Indeed were the Fulani to be engaged in cattle herding as a purely commercial activity other than as a way of life the laws of economics would have compelled them to charge more for cows.
If we look at the billions in revenue through taxes and levies that governments and their agencies across the country rake in from the entire value chain of the cattle business ranging from transportation, market, abattoir, sanitation etc, the Fulani herders who form the bedrock of the business get the least in terms of revenue accruing.
So what then is the beef (no pun intended) if government proposes to upgrade and integrate this segment into the national livestock plan of the country as part of the much desired agricultural revolution in the country?
Some argue that the Fulanis are foreigners from somewhere in West Africa and should not benefit from the programme. Other arguments say that the cattle business is private and should be kept so; government should not spend public funds to shore up what essentially is a private business.
As to the Fulani being foreigners, last time I checked virtually all ethnic groups trace their origin from somewhere in the middle east. By that logic everybody else is a foreigner in this country.
On the issue of government spending money to upgrade the cattle business, the question to ask is do we desire for the sector to remain as primitive as it is or does it make sense to raise the level of Livestock industry in Nigeria and bring it in line with what obtains in Africa and elsewhere?
We must bear in mind that the national livestock plan like all transformational initiatives, requires government intervention to set parameters for its scope, development and growth. This will necessarily at the initial stage include funding. It is like Industrialisation programme in a country where government needs to intervene at the early stages.

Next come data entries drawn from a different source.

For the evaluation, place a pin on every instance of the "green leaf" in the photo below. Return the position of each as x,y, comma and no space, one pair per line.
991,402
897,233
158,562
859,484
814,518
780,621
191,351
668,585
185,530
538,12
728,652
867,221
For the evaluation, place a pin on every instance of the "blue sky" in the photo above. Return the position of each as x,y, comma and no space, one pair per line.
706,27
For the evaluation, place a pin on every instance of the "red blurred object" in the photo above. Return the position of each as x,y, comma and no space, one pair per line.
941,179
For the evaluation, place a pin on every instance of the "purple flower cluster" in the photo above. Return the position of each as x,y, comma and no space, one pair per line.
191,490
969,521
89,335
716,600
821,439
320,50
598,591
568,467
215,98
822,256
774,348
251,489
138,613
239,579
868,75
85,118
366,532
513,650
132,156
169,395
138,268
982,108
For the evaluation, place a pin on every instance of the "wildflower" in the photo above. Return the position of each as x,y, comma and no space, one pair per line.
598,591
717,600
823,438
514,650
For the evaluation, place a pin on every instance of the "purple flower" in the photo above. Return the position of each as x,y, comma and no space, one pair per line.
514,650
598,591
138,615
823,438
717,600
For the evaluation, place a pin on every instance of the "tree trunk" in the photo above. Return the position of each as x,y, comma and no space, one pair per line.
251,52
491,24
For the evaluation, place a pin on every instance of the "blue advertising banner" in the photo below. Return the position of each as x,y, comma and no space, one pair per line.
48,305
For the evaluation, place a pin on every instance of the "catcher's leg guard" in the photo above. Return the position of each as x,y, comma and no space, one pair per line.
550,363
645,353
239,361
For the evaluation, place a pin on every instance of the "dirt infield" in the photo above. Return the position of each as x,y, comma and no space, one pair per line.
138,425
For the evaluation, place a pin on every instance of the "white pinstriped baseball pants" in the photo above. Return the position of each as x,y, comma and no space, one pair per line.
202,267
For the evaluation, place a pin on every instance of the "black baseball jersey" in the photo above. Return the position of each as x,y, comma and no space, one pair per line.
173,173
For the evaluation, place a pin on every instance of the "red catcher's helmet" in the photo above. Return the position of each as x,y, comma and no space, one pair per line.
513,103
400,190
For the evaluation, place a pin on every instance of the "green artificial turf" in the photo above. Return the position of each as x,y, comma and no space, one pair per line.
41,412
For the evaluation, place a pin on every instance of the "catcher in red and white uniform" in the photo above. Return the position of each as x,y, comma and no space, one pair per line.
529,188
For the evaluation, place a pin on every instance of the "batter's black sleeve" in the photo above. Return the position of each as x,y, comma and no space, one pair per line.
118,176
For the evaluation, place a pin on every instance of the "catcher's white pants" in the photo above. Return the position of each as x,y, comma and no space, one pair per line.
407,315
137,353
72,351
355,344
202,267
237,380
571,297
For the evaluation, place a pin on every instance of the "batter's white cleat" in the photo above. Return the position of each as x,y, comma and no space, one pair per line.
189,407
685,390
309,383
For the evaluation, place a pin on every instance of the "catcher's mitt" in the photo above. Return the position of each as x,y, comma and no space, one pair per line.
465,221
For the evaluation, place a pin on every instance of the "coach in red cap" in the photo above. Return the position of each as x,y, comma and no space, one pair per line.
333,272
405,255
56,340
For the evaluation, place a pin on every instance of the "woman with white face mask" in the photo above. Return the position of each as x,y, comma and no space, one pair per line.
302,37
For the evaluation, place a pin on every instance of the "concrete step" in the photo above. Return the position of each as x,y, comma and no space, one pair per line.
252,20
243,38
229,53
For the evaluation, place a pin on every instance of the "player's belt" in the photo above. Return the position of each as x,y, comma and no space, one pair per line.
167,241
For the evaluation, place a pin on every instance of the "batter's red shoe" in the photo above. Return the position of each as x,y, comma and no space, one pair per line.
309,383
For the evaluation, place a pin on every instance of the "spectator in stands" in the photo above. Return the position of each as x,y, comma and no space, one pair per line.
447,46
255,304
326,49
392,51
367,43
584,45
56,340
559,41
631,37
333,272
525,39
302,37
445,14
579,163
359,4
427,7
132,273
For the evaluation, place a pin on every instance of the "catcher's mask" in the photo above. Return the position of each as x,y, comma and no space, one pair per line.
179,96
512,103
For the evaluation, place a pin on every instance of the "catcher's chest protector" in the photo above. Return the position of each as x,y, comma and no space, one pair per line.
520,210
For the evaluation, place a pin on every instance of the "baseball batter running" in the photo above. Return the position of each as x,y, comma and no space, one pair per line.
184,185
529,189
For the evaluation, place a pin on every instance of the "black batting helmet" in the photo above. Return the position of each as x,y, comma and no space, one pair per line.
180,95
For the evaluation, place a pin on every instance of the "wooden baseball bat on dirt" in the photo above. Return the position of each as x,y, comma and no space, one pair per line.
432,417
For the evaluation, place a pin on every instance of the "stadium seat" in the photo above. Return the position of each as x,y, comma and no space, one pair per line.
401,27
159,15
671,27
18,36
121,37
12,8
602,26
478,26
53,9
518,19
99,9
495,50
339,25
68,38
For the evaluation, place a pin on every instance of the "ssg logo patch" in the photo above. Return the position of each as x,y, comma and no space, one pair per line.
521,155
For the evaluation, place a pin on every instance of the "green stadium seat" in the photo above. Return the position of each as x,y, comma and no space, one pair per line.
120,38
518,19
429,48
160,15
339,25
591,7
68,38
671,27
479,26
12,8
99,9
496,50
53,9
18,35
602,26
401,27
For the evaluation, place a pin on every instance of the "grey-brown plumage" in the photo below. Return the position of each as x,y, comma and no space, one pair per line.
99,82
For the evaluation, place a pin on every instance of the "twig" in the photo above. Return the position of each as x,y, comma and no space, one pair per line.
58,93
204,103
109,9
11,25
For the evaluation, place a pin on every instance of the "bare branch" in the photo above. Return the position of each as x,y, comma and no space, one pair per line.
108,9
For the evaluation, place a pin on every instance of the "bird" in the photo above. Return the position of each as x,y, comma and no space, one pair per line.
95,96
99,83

From a national security perspective also, the programme will help curb the disturbing incidence of incessant clashes between herders and farmers over grazing lands. The flashpoint here is the issue of land availability which as a result of rapid population growth and desertification is increasingly in short supply both for farming and Livestock grazing. This has led to violence between the herders and farmers resulting in loss of lives and livelihoods and the displacement of whole communities.
If land can be allocated where livestock farming and animal husbandry could be practised economically by all who want to participate, it could go a long way towards stemming this ugly trend going forward. It is not about the Fulanis alone. It is about a template and a level playing field for all the stakeholders and potential participants in the scheme all over the country who want to practise livestock farming. Fulanis at this point in time happen to be the main participants in the little livestock farming we practise for now with their involvement as herders and cattle rearers . There is potential for others to join in and with other livestock if we expand the scope of the sector from what currently obtains.
In a number of countries around the world, livestock farming is important bedrock of the agricultural sector. In Europe countries like Denmark, Netherlands and Britain rake in billions from the value chain of livestock farming. In Latin America, Brazil and Argentina are prominent exporters of beef and its products. In Africa countries like Kenya, Tanzania, South Africa, Botswana and Namibia are in the same league. Nigeria’s potential is unmatched by all these countries.
Nigeria spends billions of naira importing dairy products and meat from the livestock industries of other countries. It is money a fraction of which we could deploy to establish and grow our livestock industry, satisfy our local demand and export abroad to earn revenues. The national livestock plan if faithfully and diligently implemented will take us in that direction.
Rather than seek to destroy it through sentimental political gerrymandering what we should do is weigh in with informed opinions on how to fine tune and make it better.